Repression boosts extremism

However, a Kyrgyz NGO, the Foundation for Tolerance International (FTI), has found that Kyrgyz citizens think such state measures encourage the growth of extremism. Participants – from both the state and civil society - in a series of workshops run across Kyrgyzstan in 2009 have stated that repressing freedom of religion or belief and other fundamental freedoms boosts the credibility of radical extremist groups as an alternative to the present government. The authorities' actions are thought by ordinary Kyrgyz to be motivated by a wish to stay in power against the people's will, and are said to allege threats to justify restrictions and even to obtain funding from foreign donors.

Fears that the authorities are motivated by a wish to stay in power against the people's will were reinforced by the disputed July 2009 presidential election, which the OSCE noted had "instances of obstruction of opposition campaign events as well as pressure and intimidation of opposition supporters." Election day itself was "marred by many problems and irregularities, including ballot box stuffing, inaccuracies in the voter lists, and multiple voting".

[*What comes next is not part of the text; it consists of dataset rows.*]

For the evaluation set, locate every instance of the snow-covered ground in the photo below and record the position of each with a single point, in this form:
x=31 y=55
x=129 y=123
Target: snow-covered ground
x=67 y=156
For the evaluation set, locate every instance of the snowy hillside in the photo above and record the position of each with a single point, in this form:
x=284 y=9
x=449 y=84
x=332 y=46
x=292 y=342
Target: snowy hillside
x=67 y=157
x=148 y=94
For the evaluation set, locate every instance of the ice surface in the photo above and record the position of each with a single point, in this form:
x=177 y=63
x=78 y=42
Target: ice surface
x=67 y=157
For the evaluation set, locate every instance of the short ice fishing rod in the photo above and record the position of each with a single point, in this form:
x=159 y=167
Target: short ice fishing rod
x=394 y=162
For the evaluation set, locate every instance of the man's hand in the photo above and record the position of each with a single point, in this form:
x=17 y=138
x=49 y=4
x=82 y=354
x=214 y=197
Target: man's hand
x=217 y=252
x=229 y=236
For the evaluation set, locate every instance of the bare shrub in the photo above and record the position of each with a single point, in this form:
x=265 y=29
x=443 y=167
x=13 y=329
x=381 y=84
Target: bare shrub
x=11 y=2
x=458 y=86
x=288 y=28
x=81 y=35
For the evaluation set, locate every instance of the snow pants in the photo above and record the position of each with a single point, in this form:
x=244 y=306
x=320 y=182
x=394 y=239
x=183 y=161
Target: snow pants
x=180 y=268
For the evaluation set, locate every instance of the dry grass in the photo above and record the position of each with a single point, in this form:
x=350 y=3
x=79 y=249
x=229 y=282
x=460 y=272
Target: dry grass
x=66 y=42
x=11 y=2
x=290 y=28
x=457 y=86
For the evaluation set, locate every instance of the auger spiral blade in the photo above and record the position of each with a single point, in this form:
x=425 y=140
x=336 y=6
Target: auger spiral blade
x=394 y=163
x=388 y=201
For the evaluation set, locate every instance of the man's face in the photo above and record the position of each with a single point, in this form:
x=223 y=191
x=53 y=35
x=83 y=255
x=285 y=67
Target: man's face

Need to implement existing human rights commitments

Kyrgyzstan shows little sign of being willing to implement its UN or other human rights commitments in practice, and shows little sign of understanding that genuine security depends on genuine respect for human rights. Rather, the evidence of its actions against Kyrgyz religious believers and communities indicates that it has little intention of implementing its commitments to respect freedom of religion or belief, or other fundamental freedoms.